La tecnología y la ciencia tienen la tendencia de ser mostradas como completamente neutras y objetivas. Pero tal vez eso no sea tan cierto.

La llamada big data y los algoritmos que esta construye están en todas partes hoy en día: desde las redes sociales que frecuentas, los portales de búsqueda e incluso el casino online que visitas por mero entretenimiento. Pero ¿qué se esconde detrás de estos instrumentos que moldean nuestra realidad?

Aunque esta práctica comenzó a popularizarse entre los grandes peces de Silicon Valley, lugar que es retratado como un inmenso laboratorio de innovación y casi como un paraíso en la tierra donde todo es posible, la big data lejos está de ser algo que siempre nos beneficie a todos. Y esto se debe a una razón muy sencilla: no todas las personas participan de esta actividad.

La historia que cuentan los datos está tallada por los hombres

A pesar de que los números tienen la capacidad de “no juzgar”, la impronta subjetiva se la cargan los y las investigadores que crean estos dispositivos para “vigilar” y automatizar ciertos procesos.
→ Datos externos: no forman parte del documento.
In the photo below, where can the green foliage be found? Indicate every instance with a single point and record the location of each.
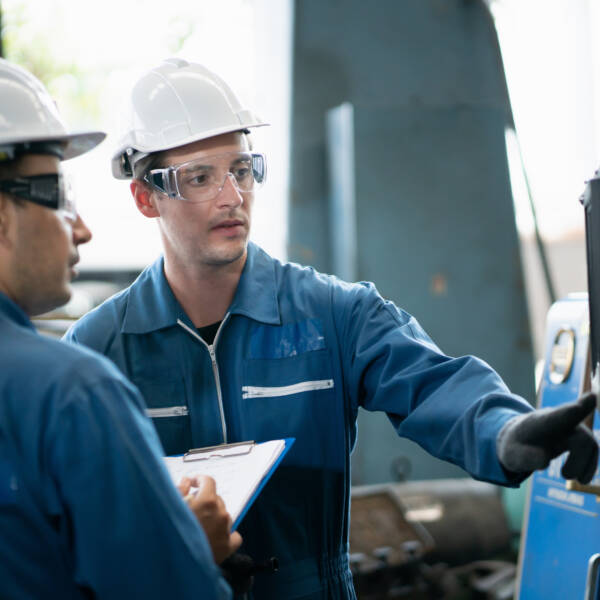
(40, 48)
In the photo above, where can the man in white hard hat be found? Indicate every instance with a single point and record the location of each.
(228, 344)
(87, 508)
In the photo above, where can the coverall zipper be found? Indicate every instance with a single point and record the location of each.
(249, 391)
(213, 358)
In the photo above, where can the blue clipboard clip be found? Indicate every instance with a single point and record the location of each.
(219, 451)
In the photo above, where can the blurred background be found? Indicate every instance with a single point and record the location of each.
(436, 147)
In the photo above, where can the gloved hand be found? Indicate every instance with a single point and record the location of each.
(529, 442)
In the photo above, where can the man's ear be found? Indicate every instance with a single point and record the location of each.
(144, 201)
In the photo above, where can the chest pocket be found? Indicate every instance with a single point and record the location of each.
(289, 390)
(167, 407)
Para poder acceder a este tipo de habilidades, primero se debe contar con el privilegio de poder estudiarlo. Por lo que, ya de entrada, notarás que quienes analizan los datos y los filtran son personas generalmente de clase media o alta, con acceso a la educación y, hasta hace al menos unos años, eran mayoritariamente varones blancos de Estados Unidos.

Algoritmos racistas, sexistas, xenófobos y clasistas

Si las personas que están detrás de estos algoritmos tienen trasfondos culturales y económicos similares: ¿cómo son entonces los datos que ingresan en el modelo de computadora?

Por ejemplo, en 2019 se descubrió que el software de toma de decisiones que utilizaban varios hospitales de Estados Unidos tenía una tendencia racista, ya que catalogaba a las personas de color como sujetos con mayor riesgo a sufrir ciertas enfermedades o con un mayor índice de mortalidad simplemente por su color de piel.

Aunque los datos revelaron que las personas de color tenían una mayor tendencia a estar enfermos, es un error completamente garrafal realizar esa asunción sin tener en consideración otros factores como los ingresos económicos, el nivel educativo y más.

¿Cuál es la solución para derribar las estructuras patriarcales y capitalistas? La diversidad.

Sin diversidad no se puede innovar

Esta falta de diversidad dentro de las empresas y organizaciones que se encargan de moldear la información, hace que terminemos repitiendo los mismos patrones una y otra vez. Es por eso que sin diversidad, será difícil encontrar soluciones a nuevos problemas, o nuevas soluciones a viejos problemas incluso.